A esta experiencia se suceden otras que lo vinculan con las raíces, como los diseños de máscaras y figurines para el ballet Legendes Indiennes de L'Amazonie que realiza en 1923. En esta segunda estancia en París se vincula con Léonce Rosenberg y pasa a formar parte del plantel de artistas de su galería y de la revista L'Effort Moderne . Asimismo en 1930 participó de la exposición que Joaquín Torres- García organizara en la Galería Zak como primera muestra colectiva de artistas modernos en París.
En un esfuerzo por agrupar diferentes artistas del movimientos moderno y además tomar un lugar entre ellos, Rego Monteiro organiza y lleva al Brasil la que fuera calificada por el historiador brasileño Walter Zannini como la primera muestra de arte moderno internacional en el Brasil. Allí pudieron verse obras de Picasso, Léger, Braque, Miró, Severini, junto a las de la brasileña Tarsila do Amaral y el mismo Rego Monteiro.

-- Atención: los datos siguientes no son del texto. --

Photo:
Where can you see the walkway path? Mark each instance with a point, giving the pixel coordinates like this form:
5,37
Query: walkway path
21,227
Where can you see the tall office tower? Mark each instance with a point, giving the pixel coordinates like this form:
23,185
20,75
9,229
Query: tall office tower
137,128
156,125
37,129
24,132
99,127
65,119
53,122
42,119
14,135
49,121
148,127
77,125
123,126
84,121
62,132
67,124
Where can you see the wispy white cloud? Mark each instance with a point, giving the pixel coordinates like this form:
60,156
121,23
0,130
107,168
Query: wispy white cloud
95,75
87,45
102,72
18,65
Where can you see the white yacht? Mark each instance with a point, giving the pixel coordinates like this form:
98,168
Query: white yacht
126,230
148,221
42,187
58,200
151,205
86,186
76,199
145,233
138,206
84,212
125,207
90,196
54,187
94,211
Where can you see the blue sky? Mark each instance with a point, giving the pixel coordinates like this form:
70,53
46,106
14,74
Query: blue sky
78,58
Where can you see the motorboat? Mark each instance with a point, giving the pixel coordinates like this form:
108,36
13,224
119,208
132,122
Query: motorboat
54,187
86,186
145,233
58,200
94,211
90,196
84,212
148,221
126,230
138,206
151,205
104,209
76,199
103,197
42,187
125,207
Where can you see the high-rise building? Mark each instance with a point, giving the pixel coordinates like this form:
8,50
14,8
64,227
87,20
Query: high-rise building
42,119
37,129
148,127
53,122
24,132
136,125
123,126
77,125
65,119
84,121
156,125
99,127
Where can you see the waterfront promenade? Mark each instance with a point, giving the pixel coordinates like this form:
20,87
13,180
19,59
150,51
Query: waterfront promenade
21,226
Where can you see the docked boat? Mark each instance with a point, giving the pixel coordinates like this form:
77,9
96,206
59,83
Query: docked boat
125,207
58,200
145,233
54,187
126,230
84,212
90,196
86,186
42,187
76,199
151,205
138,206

La tarea del artista continúa, y se amplía en trabajos de poesía y en la producción de libros y revistas, siguiendo el derrotero del arte y la literatura modernos tanto en el Brasil como en Francia, ya que alternó su vida a partir de los años veinte y hasta su muerte entre estos dos destinos. D. W.
(1) Aracy Amaral , «Del pre modernismo a la Bienal: pintura brasileña (1900-1950)» en Pintura Latinoamericana , Buenos Aires, Ediciones Velox, 1999, p.33.
(2) Guilherme de Almeida , «Brasilianidad» en Era nova, Parahiba, 18 de octubre de 1925 (de los archivos del escritor Horacio de Almeida, en Arte y arquitectura del modernismo brasileño , compilación y prólogo Aracy Amaral, Caracas, Biblioteca de Ayacucho, 1978, pp.151y153).